I am running a wordpress site on a Ubuntu 20.04 based LEMP server.
I have the pagespeed plugin enabled, and in order to force it to cache my website, I am using wget from a different box to mirror the site. However, when using wget from a 2nd box, It stops downloading at the first page (index.html), with the error
nofollow attribute found in /tmp/ramdisk/www.example.com/index.html. Will
not follow any links on this page
Below is the wget command I am using and the return results:
wget -m -p -E -k -P /tmp/ramdisk/ https://www.example.com
--2022-05-17 16:41:40-- https://www.example.com/
Resolving www.example.com (www.example.com)... 1**.2*.1**.*
Connecting to www.example.com (www.example.com)|1**.2*.1**.*|:443... connected.

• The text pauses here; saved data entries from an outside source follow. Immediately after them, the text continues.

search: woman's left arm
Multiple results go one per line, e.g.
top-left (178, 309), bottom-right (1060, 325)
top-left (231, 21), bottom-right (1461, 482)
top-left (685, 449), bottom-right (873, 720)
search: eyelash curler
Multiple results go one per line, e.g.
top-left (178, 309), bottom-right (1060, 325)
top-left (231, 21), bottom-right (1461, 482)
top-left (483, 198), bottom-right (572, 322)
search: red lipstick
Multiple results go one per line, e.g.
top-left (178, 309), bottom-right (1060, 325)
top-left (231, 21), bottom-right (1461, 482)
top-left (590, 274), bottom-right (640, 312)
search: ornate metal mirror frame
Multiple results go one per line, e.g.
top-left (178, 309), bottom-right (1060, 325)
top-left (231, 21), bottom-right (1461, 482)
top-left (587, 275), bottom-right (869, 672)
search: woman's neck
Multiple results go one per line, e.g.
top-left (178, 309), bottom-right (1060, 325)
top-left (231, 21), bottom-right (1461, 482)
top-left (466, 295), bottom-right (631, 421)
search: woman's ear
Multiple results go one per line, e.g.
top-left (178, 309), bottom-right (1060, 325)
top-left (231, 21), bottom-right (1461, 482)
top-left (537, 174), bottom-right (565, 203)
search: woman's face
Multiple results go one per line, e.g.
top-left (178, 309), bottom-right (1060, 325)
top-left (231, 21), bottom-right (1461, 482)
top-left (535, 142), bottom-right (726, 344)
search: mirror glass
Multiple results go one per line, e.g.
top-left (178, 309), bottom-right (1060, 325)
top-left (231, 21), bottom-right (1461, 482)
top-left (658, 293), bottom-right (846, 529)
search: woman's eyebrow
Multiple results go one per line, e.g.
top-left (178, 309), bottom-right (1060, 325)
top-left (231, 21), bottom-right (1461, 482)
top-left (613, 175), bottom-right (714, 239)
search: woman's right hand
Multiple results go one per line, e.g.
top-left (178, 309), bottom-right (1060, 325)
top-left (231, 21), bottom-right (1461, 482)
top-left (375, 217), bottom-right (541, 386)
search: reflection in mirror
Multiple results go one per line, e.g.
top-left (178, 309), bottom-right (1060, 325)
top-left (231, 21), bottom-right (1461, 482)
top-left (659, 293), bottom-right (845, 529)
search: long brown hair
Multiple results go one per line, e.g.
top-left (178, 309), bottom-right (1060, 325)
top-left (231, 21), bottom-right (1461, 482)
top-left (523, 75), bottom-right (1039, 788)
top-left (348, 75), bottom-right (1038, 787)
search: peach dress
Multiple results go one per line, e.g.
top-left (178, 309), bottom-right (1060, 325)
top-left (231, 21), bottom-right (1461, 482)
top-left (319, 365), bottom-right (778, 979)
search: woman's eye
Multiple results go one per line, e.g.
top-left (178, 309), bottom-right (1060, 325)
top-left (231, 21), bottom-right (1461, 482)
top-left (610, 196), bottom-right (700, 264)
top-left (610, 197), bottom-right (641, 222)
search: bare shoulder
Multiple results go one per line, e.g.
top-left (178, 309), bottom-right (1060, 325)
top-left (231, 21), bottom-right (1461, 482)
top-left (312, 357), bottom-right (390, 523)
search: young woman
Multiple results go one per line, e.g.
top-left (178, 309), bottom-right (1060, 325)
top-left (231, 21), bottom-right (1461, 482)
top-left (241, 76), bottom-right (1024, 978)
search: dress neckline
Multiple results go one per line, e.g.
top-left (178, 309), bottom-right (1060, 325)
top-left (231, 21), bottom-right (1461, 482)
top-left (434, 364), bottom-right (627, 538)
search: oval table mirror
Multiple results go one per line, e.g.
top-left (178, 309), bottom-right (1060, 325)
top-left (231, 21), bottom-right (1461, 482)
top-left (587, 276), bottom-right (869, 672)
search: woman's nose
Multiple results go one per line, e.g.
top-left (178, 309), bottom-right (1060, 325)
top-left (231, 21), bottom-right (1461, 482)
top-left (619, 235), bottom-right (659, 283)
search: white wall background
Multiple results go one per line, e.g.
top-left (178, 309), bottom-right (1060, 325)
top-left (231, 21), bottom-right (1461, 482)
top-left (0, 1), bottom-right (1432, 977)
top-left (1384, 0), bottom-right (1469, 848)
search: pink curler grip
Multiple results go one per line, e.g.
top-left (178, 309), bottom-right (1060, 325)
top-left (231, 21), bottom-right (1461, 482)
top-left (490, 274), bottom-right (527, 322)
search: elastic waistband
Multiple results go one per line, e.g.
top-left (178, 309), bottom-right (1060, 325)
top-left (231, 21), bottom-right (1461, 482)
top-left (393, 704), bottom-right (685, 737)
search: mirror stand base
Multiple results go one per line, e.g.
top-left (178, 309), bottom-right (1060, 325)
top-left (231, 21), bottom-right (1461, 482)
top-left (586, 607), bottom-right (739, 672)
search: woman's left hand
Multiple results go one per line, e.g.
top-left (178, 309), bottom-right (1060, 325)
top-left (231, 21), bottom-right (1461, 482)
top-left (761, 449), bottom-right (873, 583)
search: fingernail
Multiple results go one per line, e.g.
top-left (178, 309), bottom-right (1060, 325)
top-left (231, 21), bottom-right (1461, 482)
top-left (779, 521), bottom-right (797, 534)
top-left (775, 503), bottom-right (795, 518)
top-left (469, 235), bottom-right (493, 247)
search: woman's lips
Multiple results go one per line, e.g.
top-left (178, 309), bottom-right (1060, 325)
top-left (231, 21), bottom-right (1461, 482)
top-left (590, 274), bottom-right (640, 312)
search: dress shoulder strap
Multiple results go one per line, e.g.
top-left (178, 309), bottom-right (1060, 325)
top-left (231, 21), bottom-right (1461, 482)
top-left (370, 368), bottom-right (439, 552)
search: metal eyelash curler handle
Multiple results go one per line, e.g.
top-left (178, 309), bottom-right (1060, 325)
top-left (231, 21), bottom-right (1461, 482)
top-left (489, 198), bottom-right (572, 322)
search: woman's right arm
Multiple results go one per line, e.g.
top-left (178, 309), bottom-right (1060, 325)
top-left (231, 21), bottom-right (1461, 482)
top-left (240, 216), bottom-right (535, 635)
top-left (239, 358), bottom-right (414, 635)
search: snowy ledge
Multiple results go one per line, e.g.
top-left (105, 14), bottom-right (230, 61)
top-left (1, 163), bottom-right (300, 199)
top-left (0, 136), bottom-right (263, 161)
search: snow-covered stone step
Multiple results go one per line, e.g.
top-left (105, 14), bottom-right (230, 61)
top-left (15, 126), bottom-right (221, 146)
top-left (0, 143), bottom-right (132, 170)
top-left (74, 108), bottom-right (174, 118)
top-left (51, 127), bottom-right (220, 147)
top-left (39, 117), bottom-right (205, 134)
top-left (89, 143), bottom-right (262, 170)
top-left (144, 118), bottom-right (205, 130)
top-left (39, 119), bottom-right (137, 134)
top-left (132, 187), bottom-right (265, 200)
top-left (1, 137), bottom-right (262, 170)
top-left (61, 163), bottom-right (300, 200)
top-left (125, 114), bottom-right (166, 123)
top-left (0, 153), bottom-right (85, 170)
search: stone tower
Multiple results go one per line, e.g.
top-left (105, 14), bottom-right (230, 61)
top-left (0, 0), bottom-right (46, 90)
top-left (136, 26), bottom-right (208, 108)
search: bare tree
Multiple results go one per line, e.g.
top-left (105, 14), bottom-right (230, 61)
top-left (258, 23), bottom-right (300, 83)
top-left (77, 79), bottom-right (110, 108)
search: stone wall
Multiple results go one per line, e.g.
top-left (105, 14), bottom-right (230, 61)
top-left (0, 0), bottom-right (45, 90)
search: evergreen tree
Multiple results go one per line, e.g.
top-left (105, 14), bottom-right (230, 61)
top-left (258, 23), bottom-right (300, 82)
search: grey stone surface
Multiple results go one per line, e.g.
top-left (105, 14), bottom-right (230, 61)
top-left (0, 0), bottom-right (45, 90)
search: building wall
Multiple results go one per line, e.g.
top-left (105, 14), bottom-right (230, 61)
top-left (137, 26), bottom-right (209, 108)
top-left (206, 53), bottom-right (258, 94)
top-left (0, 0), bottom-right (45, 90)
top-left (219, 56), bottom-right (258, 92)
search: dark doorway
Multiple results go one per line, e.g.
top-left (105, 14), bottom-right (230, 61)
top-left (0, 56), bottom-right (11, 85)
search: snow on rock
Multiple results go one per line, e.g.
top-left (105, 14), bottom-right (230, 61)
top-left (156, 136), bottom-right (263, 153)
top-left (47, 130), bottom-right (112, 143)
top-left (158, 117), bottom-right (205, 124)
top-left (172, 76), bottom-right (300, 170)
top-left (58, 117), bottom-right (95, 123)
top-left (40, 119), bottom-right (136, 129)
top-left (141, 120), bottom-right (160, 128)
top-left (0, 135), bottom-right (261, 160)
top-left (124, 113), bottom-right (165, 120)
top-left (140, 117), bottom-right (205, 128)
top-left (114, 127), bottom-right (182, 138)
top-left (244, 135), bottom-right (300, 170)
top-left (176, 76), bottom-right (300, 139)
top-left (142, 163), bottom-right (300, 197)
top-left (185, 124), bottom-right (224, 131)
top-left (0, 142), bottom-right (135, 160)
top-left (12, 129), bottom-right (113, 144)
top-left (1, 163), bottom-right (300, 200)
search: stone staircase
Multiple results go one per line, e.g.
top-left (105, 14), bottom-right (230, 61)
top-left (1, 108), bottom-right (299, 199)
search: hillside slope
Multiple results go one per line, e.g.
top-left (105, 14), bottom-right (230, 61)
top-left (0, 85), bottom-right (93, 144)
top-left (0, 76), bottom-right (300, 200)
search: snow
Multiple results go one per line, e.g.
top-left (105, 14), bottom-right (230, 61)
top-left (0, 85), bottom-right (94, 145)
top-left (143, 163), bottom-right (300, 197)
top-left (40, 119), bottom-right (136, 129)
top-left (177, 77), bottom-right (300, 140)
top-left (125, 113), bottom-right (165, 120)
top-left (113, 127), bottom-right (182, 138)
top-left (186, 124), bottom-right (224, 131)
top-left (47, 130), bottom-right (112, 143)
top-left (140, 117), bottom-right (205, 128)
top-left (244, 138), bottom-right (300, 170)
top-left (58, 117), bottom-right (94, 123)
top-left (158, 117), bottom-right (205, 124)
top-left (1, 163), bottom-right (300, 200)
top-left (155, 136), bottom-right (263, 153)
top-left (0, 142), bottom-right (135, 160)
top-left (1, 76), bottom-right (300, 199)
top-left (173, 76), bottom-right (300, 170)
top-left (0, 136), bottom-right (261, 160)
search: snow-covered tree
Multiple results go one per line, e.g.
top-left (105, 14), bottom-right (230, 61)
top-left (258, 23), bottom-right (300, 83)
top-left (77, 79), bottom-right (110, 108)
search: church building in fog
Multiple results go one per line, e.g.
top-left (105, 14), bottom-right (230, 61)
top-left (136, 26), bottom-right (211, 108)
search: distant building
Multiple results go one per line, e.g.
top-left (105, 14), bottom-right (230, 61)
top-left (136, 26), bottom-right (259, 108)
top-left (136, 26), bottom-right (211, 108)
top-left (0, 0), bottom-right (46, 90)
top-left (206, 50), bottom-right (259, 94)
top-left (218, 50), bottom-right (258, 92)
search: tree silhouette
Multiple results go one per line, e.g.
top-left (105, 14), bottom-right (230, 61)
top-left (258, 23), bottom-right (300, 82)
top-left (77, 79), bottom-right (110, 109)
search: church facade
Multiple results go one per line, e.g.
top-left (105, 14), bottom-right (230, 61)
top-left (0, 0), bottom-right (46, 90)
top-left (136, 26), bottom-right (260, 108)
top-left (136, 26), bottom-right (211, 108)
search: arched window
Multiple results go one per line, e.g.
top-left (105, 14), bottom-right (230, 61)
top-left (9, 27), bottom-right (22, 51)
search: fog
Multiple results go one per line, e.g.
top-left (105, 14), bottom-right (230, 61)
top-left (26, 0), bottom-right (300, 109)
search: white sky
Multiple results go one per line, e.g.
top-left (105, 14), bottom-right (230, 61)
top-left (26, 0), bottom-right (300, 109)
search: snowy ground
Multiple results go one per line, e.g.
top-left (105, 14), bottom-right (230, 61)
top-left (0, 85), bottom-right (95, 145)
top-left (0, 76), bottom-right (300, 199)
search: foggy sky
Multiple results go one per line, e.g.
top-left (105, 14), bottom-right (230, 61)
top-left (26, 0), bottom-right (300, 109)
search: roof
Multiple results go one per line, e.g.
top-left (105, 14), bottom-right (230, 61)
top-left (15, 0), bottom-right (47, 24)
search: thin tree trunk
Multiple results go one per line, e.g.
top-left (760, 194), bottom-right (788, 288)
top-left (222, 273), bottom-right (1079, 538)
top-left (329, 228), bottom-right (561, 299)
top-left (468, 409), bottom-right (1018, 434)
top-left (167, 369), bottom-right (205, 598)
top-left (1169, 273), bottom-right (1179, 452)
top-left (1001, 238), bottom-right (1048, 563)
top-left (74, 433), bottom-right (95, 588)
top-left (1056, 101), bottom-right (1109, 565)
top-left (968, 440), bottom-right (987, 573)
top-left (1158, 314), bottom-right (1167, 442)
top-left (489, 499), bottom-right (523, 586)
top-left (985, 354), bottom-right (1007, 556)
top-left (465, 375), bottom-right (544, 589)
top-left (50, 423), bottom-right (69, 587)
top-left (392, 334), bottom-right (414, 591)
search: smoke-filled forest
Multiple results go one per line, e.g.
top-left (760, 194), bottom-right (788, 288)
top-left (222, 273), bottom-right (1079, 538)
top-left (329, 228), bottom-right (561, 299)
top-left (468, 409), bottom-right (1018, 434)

HTTP request sent, awaiting response... 200 OK
Length: unspecified [text/html]
Saving to: ‘/tmp/ramdisk/www.example.com/index.html’
www.example.com/index.html [ <=> ] 130.71K 210KB/s in 0.6s
Last-modified header missing -- time-stamps turned off.
2022-05-17 16:41:42 (210 KB/s) - ‘/tmp/ramdisk/www.example.com/index.html’ saved [133848]
nofollow attribute found in /tmp/ramdisk/www.example.com/index.html. Will not follow any links on this page
FINISHED --2022-05-17 16:41:42--
Total wall clock time: 2.0s
Downloaded: 1 files, 131K in 0.6s (210 KB/s)
Converting links in /tmp/ramdisk/www.example.com/index.html... 135.
42-93
Converted links in 1 files in 0.004 seconds.
How can I go about finding the nofollow attributes and removing them so wget will fully download my website?